Open ekg opened 5 years ago

ekg commented 5 years ago

I installed via:

conda install -c bioconda refseq_masher

But I can't seem to get contains to work:

-> % time refseq_masher contains --top-n-results 50 -p 12 gut_bridge_sequences.fasta
Traceback (most recent call last):
  File "/home/erik/anaconda3/bin/refseq_masher", line 6, in <module>
    sys.exit(refseq_masher.cli.cli())
  File "/home/erik/.local/lib/python3.6/site-packages/click/core.py", line 722, in __call__
    return self.main(*args, **kwargs)
  File "/home/erik/.local/lib/python3.6/site-packages/click/core.py", line 697, in main
    rv = self.invoke(ctx)
  File "/home/erik/.local/lib/python3.6/site-packages/click/core.py", line 1066, in invoke
    return _process_result(sub_ctx.command.invoke(sub_ctx))
  File "/home/erik/.local/lib/python3.6/site-packages/click/core.py", line 895, in invoke
    return ctx.invoke(self.callback, **ctx.params)
  File "/home/erik/.local/lib/python3.6/site-packages/click/core.py", line 535, in invoke
    return callback(*args, **kwargs)
  File "/home/erik/anaconda3/lib/python3.6/site-packages/refseq_masher/cli.py", line 130, in contains
    parallelism=parallelism)
  File "/home/erik/anaconda3/lib/python3.6/site-packages/refseq_masher/mash/screen.py", line 46, in vs_refseq
    df = mash_screen_output_to_dataframe(stdout)
  File "/home/erik/anaconda3/lib/python3.6/site-packages/refseq_masher/mash/parser.py", line 120, in mash_screen_output_to_dataframe
    df.sort_values(by=['identity', 'median_multiplicity'], ascending=[False, False], inplace=True)
  File "/home/erik/anaconda3/lib/python3.6/site-packages/pandas/core/frame.py", line 4408, in sort_values
    stacklevel=stacklevel)
  File "/home/erik/anaconda3/lib/python3.6/site-packages/pandas/core/generic.py", line 1379, in _get_label_or_level_values
    raise KeyError(key)
KeyError: 'median_multiplicity'
refseq_masher contains --top-n-results 50 -p 12 gut_bridge_sequences.fasta  0.73s user 0.31s system 135% cpu 0.761 total

Any ideas?

apetkau commented 5 years ago

Is this still an issue? I tried installing via conda and contains worked for me.

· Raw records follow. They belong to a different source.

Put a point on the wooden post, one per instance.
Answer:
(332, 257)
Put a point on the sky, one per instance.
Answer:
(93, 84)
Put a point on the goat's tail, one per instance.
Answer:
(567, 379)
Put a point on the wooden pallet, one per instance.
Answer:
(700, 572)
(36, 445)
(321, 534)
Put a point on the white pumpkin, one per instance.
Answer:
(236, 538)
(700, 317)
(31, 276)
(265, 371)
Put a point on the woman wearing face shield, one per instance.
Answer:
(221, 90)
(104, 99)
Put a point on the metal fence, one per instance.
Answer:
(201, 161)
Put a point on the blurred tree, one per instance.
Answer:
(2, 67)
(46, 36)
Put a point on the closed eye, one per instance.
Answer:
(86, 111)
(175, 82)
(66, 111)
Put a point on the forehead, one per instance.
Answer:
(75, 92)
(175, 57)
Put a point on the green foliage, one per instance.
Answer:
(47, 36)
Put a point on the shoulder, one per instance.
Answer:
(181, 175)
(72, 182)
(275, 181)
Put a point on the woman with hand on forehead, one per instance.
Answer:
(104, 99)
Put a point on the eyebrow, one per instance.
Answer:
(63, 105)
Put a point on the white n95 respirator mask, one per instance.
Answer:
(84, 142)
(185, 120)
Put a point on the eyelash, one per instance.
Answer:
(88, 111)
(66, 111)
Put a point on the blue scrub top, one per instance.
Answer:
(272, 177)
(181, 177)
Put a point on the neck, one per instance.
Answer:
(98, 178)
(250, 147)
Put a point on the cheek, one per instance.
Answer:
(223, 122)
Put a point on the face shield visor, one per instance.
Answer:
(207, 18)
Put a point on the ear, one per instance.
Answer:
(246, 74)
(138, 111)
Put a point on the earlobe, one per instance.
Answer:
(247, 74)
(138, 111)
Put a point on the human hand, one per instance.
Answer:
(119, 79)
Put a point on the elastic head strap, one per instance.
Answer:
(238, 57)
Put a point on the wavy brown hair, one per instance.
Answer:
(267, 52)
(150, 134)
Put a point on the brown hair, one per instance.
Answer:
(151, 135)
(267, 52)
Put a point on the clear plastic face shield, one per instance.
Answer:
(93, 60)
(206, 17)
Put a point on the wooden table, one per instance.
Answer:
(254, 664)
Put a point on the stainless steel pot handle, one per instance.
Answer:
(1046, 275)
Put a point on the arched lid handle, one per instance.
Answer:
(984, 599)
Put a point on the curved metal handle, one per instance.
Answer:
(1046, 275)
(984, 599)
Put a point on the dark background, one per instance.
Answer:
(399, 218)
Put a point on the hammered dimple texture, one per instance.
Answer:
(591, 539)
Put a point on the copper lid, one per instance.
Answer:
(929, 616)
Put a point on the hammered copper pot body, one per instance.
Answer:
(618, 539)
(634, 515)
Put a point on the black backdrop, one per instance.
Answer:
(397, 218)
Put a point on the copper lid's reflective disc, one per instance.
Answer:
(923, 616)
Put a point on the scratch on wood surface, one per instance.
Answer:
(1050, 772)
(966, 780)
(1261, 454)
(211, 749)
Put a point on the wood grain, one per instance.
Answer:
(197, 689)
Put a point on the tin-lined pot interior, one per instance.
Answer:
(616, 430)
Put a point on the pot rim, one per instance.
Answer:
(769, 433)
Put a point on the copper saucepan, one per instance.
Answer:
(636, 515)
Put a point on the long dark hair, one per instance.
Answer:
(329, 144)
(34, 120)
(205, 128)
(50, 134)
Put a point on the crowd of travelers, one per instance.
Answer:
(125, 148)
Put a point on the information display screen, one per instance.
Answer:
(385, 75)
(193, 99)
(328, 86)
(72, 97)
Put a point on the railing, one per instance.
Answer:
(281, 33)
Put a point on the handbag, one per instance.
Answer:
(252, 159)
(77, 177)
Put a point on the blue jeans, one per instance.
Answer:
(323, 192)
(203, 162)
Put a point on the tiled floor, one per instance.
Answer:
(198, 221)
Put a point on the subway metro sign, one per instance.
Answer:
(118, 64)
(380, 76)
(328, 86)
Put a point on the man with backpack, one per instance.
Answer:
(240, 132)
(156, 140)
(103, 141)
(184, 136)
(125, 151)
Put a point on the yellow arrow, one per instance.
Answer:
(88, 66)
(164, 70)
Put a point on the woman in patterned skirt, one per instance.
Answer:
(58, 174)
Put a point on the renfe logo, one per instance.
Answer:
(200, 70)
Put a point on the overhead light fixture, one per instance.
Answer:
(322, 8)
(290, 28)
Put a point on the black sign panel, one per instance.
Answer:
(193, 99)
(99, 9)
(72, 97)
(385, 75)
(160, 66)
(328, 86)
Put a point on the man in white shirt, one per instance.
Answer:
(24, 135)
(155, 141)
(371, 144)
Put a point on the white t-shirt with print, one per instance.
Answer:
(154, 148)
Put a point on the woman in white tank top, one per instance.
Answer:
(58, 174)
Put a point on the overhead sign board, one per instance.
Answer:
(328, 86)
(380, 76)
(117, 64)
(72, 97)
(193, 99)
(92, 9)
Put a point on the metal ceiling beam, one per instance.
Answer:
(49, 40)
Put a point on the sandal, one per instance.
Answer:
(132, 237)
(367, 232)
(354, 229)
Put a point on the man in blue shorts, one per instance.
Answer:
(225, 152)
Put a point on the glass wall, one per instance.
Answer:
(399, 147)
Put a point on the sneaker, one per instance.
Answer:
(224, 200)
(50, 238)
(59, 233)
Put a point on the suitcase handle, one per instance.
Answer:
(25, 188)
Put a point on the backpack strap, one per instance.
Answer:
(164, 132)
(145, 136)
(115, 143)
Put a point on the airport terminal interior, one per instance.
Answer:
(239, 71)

Sorry for the late response.

leomrtns commented 4 years ago

Just to add that I have a similar problem with conda + python3.6 . With conda+python3.7 it works fine.

$  refseq_masher contains out/contigs.fa 
Loading /usr/users/QIB_fr005/deolivl/local/miniconda3/envs/py36/lib/python3.6/site-packages/refseq_masher/data/RefSeqSketches.msh...
   4669418 distinct hashes.
Streaming from /usr/users/QIB_fr005/deolivl/Downloads/Charlys/Leo_01/out/contigs.fa...
   Estimated distinct k-mers in mixture: 698953
Summing shared...
Computing coverage medians...
Writing output...
Traceback (most recent call last):
  File "/usr/users/QIB_fr005/deolivl/local/miniconda3/envs/py36/bin/refseq_masher", line 10, in <module>
    sys.exit(cli())
  File "/usr/users/QIB_fr005/deolivl/local/miniconda3/envs/py36/lib/python3.6/site-packages/click/core.py", line 764, in __call__
    return self.main(*args, **kwargs)
  File "/usr/users/QIB_fr005/deolivl/local/miniconda3/envs/py36/lib/python3.6/site-packages/click/core.py", line 717, in main
    rv = self.invoke(ctx)
  File "/usr/users/QIB_fr005/deolivl/local/miniconda3/envs/py36/lib/python3.6/site-packages/click/core.py", line 1137, in invoke
    return _process_result(sub_ctx.command.invoke(sub_ctx))
  File "/usr/users/QIB_fr005/deolivl/local/miniconda3/envs/py36/lib/python3.6/site-packages/click/core.py", line 956, in invoke
    return ctx.invoke(self.callback, **ctx.params)
  File "/usr/users/QIB_fr005/deolivl/local/miniconda3/envs/py36/lib/python3.6/site-packages/click/core.py", line 555, in invoke
    return callback(*args, **kwargs)
  File "/usr/users/QIB_fr005/deolivl/local/miniconda3/envs/py36/lib/python3.6/site-packages/refseq_masher/cli.py", line 136, in contains
    parallelism=parallelism)
  File "/usr/users/QIB_fr005/deolivl/local/miniconda3/envs/py36/lib/python3.6/site-packages/refseq_masher/mash/screen.py", line 46, in vs_refseq
    df = mash_screen_output_to_dataframe(stdout)
  File "/usr/users/QIB_fr005/deolivl/local/miniconda3/envs/py36/lib/python3.6/site-packages/refseq_masher/mash/parser.py", line 124, in mash_screen_output_to_dataframe
    dfmerge = pd.merge (dfmatch, df, on='match_id')
  File "/usr/users/QIB_fr005/deolivl/local/miniconda3/envs/py36/lib/python3.6/site-packages/pandas/core/reshape/merge.py", line 86, in merge
    validate=validate,
  File "/usr/users/QIB_fr005/deolivl/local/miniconda3/envs/py36/lib/python3.6/site-packages/pandas/core/reshape/merge.py", line 627, in __init__
    ) = self._get_merge_keys()
  File "/usr/users/QIB_fr005/deolivl/local/miniconda3/envs/py36/lib/python3.6/site-packages/pandas/core/reshape/merge.py", line 996, in _get_merge_keys
    left_keys.append(left._get_label_or_level_values(lk))
  File "/usr/users/QIB_fr005/deolivl/local/miniconda3/envs/py36/lib/python3.6/site-packages/pandas/core/generic.py", line 1692, in _get_label_or_level_values
    raise KeyError(key)
KeyError: 'match_id'

cheers